We can be grieving something, or someone, we’ve lost and still be taking steps forward. We can feel disappointment in what didn’t happen and still carry hope for what could. We can love someone and still not like how they’re showing up right now. We can be grateful for where we came from and still be working through things it shaped in us. We can feel secure in who we are and still wrestle with insecurity. We can be responsible with our money and still carry a scarcity mindset. 

I see it everywhere now that my eyes have been opened to it. Two things, held at once.

We live in a world that constantly asks us to choose. Success or rest. Growth or contentment. Strength or softness. Strategy or intuition. Ambition or presence. But what if both can be true?

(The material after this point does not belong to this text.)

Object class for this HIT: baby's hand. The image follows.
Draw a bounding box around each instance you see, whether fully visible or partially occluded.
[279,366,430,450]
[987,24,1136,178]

As humans, we feel an internal pressure to land somewhere definitive. To simplify. We want clean answers: Am I doing enough, or am I doing too much? Should I push harder, or pull back? Is this working, or is it time to pivot? But the truth is, the most meaningful seasons of life are rarely that binary. You can feel deeply grateful for where you are and still be hungry for more. You can be confident in your calling and uncertain about your next step. You can be building something beautiful and feel stretched in the process. That doesn’t mean you’re doing it wrong. It means you’re in it.

There’s a quiet strength in learning to hold tension. When you allow both things to be true, you gain access to a fuller perspective.

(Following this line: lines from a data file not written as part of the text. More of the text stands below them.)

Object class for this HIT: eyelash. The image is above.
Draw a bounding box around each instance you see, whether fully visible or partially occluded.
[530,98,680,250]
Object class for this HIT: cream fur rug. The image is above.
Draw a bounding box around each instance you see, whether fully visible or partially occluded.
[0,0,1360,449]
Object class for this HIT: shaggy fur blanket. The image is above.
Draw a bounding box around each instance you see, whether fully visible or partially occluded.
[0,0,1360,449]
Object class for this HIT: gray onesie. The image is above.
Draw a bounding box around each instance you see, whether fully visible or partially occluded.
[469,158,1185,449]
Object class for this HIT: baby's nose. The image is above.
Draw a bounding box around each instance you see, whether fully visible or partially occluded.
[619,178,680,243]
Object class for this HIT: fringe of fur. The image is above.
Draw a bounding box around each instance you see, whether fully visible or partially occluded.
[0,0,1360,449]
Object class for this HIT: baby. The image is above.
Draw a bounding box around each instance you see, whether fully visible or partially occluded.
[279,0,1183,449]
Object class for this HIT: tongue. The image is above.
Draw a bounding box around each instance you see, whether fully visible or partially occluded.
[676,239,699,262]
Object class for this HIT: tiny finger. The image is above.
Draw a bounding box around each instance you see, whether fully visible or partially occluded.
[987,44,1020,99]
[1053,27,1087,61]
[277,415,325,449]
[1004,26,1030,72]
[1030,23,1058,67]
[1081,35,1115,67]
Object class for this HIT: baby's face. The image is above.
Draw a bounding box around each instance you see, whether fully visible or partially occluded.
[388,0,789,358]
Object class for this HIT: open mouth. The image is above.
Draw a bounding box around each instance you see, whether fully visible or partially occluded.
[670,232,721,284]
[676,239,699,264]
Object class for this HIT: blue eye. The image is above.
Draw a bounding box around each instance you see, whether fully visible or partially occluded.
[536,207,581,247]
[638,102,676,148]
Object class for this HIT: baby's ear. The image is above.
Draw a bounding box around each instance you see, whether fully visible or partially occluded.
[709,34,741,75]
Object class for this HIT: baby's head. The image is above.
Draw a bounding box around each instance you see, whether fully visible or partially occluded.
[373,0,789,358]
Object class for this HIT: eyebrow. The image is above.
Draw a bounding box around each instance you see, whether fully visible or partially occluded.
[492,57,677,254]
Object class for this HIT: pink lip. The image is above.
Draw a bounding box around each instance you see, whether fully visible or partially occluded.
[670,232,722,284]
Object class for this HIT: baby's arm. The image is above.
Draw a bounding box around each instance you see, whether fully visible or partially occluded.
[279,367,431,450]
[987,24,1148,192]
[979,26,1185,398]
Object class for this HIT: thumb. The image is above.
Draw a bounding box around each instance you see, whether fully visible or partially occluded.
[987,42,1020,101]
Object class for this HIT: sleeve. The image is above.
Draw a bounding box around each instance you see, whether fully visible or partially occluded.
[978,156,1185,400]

The more I walk with the Lord, the more I’m realizing he often doesn’t operate in the kind of either/or thinking we do. All throughout scripture, we see this tension held. Paul writes in Philippians: “I have learned to be content whatever the circumstances… I know what it is to be in need, and I know what it is to have plenty.” (Philippians 4:11–12) Contentment wasn’t the absence of desire. It was the presence of trust. At the same time, Paul was constantly moving, building, and going where God called him next. Content and called forward.

David—a man after God’s own heart—wrote psalms that held both deep trust and deep longing in the same breath. “The Lord is my shepherd; I lack nothing.” (Psalm 23:1) “As the deer pants for streams of water, so my soul pants for you, my God.” (Psalm 42:1) Lack nothing… and still longing. Both can be true.

As Tim Keller put it, “we are more sinful and flawed in ourselves than we ever dared believe, yet at the very same time more loved and accepted in Jesus Christ than we ever dared hope.” This is the tension of the gospel itself. Not one or the other—both, at the same time.

Jesus himself, in his humanity, held both surrender and sorrow. In the garden of Gethsemane, he prayed: “Father, if you are willing, take this cup from me; yet not my will, but yours be done.” (Luke 22:42) He named his desire and surrendered at the same time. Honesty and obedience. Grief and trust. If Jesus didn’t rush to resolve the tension, maybe we don’t have to either. What if instead of believing it has to be one or the other, we simply asked, “What is God doing in both?”

If you’ve been feeling that tension lately—like your heart is holding two seemingly opposite things—you’re not alone. You’re not doing it wrong. You might just be in a place where God is expanding your capacity. To grow in ways that don’t fit into simple categories or easy answers. Because God is not confused by what feels conflicting to you. Sometimes it’s in holding both that God does his deepest work. Both can be true. And God is in the midst of it all with you.

Lord, you are a good, good Father. Thank you for opening my eyes to the nuance in things. Help me not to narrow everything into one way or another. Soften my heart. Give me the courage and wisdom to hold both with grace. Teach me to trust that you are present in both. Remind me that you are working in ways I can’t always see. Thank you that you are always with me, and always for me. Amen.